When comparing my MPI implementation to the sequential Heat Equation in 2D, my MPI implementation achieves a 12.39 speedup when using 96 threads.
In P0 the process has to send the last “real” row to the P1 process. At the same time, P0 has to receive from P1, P1’s first “real" row. P0’s first “real” row is not sent above, since there is no process above P0, only below. That’s why all the sends of the first “real” row happen only if the rank is higher than 0, and they have as destination the process below (rank + 1).
In the very last process (Pn-1), the last “real” row can’t be sent anywhere, since there are no processes below. That’s why the last “real” row is sent only if the rank is smaller than size-1.
The combination of MPI_Send and MPI_Recv has a better speedup than MPI_Sendrecv, but I am not sure why.
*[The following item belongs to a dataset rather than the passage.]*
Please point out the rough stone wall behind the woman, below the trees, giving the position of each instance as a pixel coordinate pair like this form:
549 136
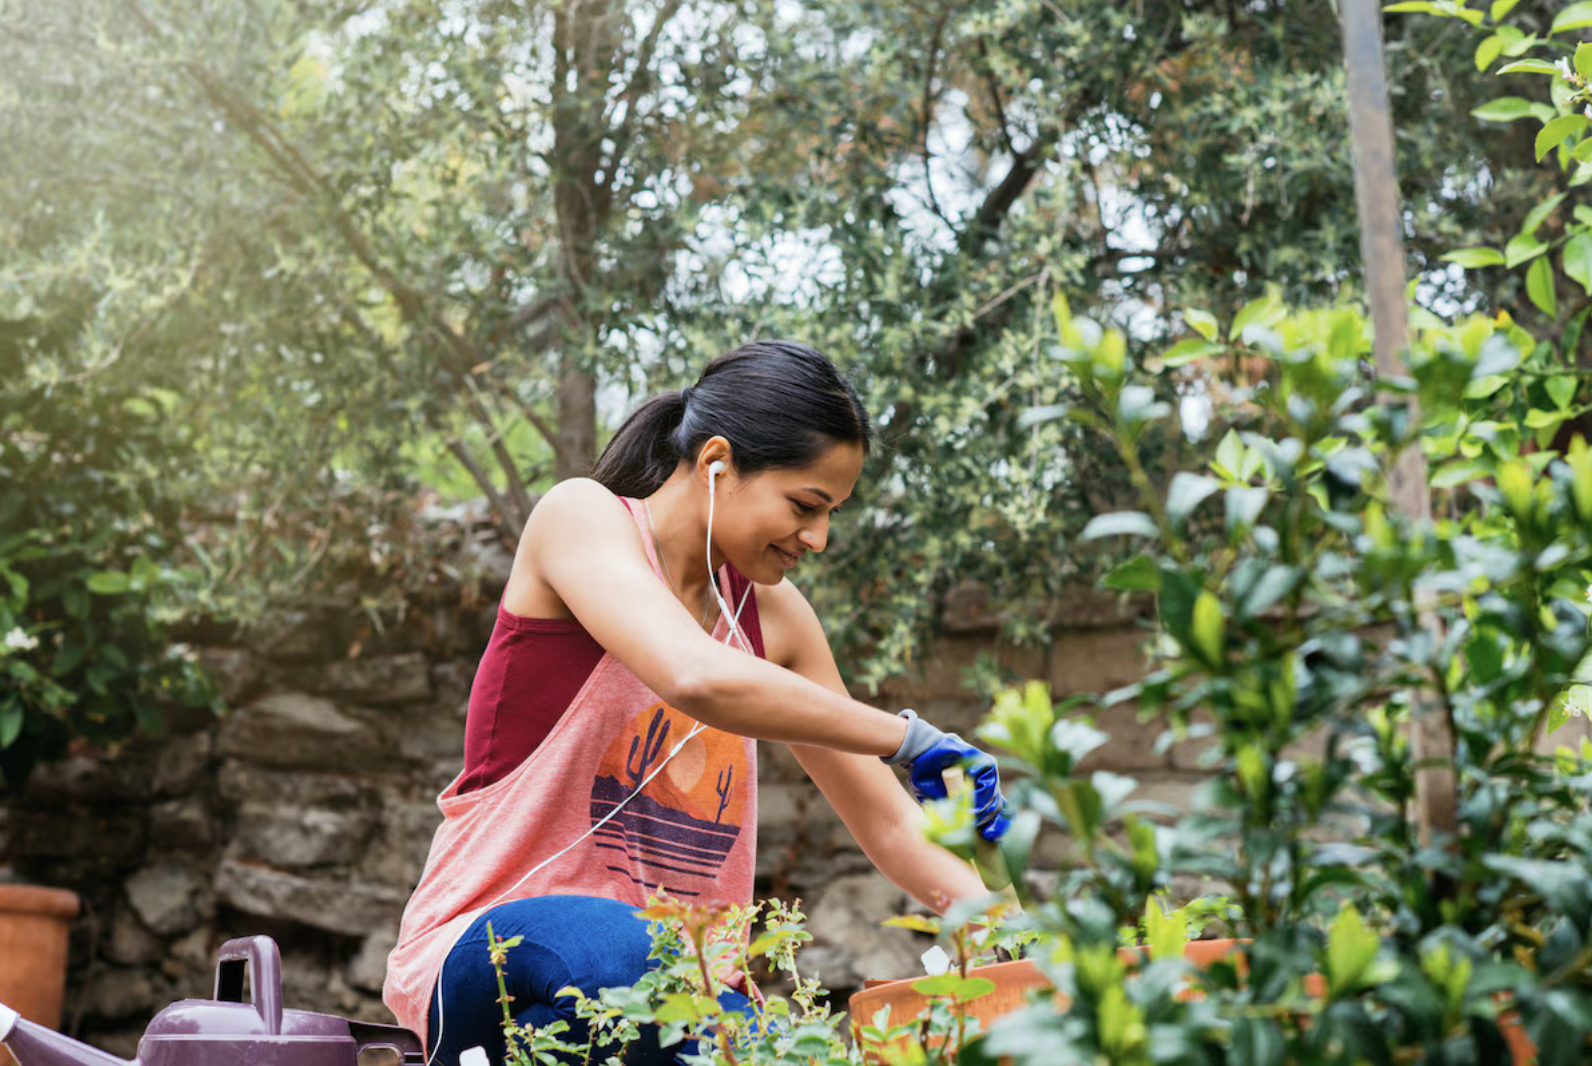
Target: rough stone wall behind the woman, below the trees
306 812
Most likely, it is related to the fact that when using MPI_Sendrecv send and receive happen simultaneously and that means two blocking operations happen simultaneously. That will also explain why after using 4 nodes, the performance is no longer getting better but worse. The amount of simultaneously blockings affects the performance when the number of processes gets even higher.
With the combination of MPI_Send and MPI_Recv, as seen on the graph and raw data, the performance gets better every time the number of processes get higher. With a 2688x4096 matrix and 1000 iterations the speedup is the highest, but after using 4 nodes and 64 the speedup gain is a bit smaller but still far from flattening. When using the same matrix but with 2000 iterations, the speedup gain looks to be more constant between 1 and 6 nodes, around x1.4 for each extra node.
With a 1152x1152 matrix, and 1000 iterations, the speedup is almost the same when using 1,2 or 3 nodes. It gets noticeable better when using 4 nodes. But, out of the all three cases this one has the smallest speedup.
A conclusion might be that the bigger the matrix is, the higher the speedup will be. The number of blocking communications are a bottleneck in my implementation.